THE EFFECT OF GRAIN-SIZE ON THE ALLOY-SOFTENING OF LOW-CARBON STRUCTURAL-STEELS BY SILICON

The effect of grain size on the "softening" of five vacuum-melted controlled-rolled steels (principally varying in silicon content) was studied under various test temperature and strain rate conditions. The resulting structures were characterized using optical and transmission electron microscopes. The effective (thermal) stress, sigma*, the dislocation velocity exponent, m* and the dislocation frequency factor, upsilon, were used to interpret the results. "Softening" due to silicon alone was separated from the "softening" due to the combined effect of silicon plus grain size. It was observed that refining the grains promoted "softening" through the reduction of sigma*. This effect was not so obvious at grain sizes > 20-mu-m and small strain rates, epsilon(.).
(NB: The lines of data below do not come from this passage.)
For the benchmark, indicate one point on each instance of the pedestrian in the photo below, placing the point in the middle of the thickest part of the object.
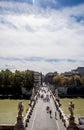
(50, 113)
(55, 115)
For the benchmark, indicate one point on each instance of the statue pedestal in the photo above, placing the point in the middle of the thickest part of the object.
(19, 125)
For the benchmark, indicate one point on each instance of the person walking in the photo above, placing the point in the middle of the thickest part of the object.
(55, 115)
(50, 113)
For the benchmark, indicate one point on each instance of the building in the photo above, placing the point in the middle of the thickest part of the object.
(37, 79)
(79, 71)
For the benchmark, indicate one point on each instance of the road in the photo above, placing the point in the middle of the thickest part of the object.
(41, 120)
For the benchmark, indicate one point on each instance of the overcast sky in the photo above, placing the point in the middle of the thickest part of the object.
(42, 35)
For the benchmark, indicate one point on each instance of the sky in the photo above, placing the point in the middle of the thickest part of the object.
(41, 35)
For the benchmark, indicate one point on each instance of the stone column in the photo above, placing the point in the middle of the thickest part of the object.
(19, 124)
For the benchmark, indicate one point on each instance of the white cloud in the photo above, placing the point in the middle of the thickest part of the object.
(48, 34)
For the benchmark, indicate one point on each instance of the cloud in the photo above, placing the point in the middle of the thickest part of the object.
(43, 39)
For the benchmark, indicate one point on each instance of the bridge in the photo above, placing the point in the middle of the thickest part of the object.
(42, 119)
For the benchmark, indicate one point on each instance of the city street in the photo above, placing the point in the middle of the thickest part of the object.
(41, 120)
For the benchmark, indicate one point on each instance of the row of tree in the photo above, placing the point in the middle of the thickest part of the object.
(75, 80)
(12, 82)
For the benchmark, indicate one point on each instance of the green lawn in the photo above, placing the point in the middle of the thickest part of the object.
(78, 103)
(9, 110)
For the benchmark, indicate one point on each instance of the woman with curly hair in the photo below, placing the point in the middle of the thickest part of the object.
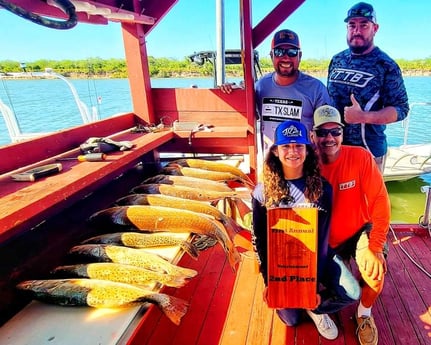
(291, 178)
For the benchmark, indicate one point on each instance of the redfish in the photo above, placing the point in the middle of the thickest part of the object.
(143, 240)
(119, 273)
(185, 204)
(127, 256)
(213, 166)
(102, 294)
(188, 181)
(193, 193)
(160, 218)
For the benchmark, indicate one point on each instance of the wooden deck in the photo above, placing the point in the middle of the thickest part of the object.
(227, 309)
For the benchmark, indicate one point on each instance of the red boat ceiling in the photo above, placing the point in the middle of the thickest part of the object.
(148, 12)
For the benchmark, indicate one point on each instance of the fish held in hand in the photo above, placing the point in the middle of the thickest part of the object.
(145, 240)
(128, 256)
(119, 273)
(102, 294)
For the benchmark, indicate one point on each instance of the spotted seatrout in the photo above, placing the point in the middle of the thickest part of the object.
(188, 181)
(192, 193)
(119, 273)
(185, 204)
(161, 218)
(102, 294)
(128, 256)
(213, 166)
(145, 240)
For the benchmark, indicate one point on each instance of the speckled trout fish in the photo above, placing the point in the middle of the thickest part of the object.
(145, 240)
(119, 273)
(215, 166)
(160, 218)
(127, 256)
(186, 204)
(102, 294)
(188, 181)
(185, 192)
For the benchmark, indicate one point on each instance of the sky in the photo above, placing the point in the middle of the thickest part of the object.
(404, 33)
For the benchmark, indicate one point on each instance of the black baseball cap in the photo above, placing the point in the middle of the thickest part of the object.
(362, 10)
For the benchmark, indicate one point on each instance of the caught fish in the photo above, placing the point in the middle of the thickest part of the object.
(128, 256)
(178, 170)
(213, 166)
(119, 273)
(160, 218)
(193, 193)
(143, 240)
(102, 294)
(186, 204)
(188, 181)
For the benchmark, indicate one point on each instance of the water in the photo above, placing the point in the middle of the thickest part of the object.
(48, 105)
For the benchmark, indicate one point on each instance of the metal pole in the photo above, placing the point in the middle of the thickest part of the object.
(220, 54)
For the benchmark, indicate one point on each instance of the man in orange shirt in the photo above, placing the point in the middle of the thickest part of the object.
(361, 211)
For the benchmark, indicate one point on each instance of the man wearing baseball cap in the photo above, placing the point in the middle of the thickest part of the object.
(366, 85)
(360, 213)
(291, 178)
(286, 93)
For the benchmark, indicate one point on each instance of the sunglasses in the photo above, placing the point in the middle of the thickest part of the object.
(290, 52)
(360, 12)
(323, 133)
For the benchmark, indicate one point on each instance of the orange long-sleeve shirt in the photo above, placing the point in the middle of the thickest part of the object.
(359, 196)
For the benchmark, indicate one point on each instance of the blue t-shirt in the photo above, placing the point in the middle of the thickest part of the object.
(376, 82)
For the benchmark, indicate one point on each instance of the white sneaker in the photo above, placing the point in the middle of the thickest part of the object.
(325, 326)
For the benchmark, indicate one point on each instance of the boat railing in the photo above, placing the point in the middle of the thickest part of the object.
(406, 121)
(11, 120)
(424, 220)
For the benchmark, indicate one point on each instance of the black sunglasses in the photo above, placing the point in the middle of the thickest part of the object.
(290, 52)
(322, 132)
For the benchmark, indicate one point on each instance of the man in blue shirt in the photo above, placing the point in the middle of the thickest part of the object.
(366, 85)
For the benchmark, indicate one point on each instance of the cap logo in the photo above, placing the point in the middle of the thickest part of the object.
(292, 131)
(285, 34)
(327, 112)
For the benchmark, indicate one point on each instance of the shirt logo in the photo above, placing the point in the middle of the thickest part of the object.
(292, 132)
(347, 185)
(350, 77)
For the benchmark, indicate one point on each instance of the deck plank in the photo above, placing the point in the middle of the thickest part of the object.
(238, 315)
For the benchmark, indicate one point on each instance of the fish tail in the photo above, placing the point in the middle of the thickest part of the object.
(232, 253)
(190, 249)
(183, 271)
(176, 281)
(173, 307)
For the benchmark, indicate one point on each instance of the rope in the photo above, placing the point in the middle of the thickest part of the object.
(65, 5)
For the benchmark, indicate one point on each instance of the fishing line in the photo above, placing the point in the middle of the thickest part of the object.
(408, 255)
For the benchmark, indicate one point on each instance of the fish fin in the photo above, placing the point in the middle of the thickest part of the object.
(175, 309)
(243, 240)
(241, 206)
(190, 249)
(188, 272)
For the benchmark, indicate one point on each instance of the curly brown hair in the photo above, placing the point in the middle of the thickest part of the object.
(275, 187)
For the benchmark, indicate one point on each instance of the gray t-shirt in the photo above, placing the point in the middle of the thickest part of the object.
(297, 101)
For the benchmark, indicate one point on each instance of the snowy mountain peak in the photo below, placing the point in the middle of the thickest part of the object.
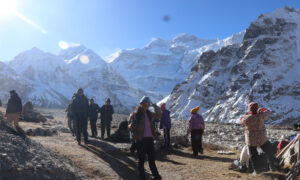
(157, 43)
(263, 68)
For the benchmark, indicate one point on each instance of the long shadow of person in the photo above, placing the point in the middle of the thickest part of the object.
(188, 155)
(125, 167)
(162, 156)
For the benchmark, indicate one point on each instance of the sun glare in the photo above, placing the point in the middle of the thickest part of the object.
(7, 7)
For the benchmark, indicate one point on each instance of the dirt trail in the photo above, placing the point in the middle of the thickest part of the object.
(105, 160)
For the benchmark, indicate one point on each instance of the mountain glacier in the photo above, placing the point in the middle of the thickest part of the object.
(161, 64)
(49, 80)
(264, 68)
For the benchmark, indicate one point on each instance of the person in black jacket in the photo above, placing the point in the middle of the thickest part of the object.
(80, 110)
(106, 111)
(93, 115)
(14, 109)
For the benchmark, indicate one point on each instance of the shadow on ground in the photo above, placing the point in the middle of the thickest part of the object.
(125, 167)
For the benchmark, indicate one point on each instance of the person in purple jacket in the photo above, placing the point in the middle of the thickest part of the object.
(196, 128)
(165, 124)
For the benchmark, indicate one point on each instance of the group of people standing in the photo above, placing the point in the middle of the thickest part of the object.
(80, 110)
(142, 127)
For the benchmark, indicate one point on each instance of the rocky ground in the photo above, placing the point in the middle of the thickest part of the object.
(102, 159)
(23, 158)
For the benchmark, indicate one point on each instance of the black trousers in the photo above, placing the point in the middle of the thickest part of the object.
(93, 126)
(105, 124)
(167, 137)
(146, 147)
(196, 139)
(72, 125)
(81, 127)
(267, 148)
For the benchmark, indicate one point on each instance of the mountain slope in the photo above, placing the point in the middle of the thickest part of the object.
(52, 79)
(263, 68)
(161, 64)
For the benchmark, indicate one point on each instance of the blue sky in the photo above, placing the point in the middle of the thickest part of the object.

Generally, m* and epsilon increased with increasing silicon additions and with reduction in grain size, provided there was a true "softening". True "softening" was observed to depend on the silicon content, test temperature, strain rate and grain size. Activation parameter studies were correlated with previous studies on the effect of silicon on the impact behaviour of this grade of steels. These suggested that higher silicon contents than those currently used in these steels could enhance the strength, and the impact properties, provided the grain sizes are tailored.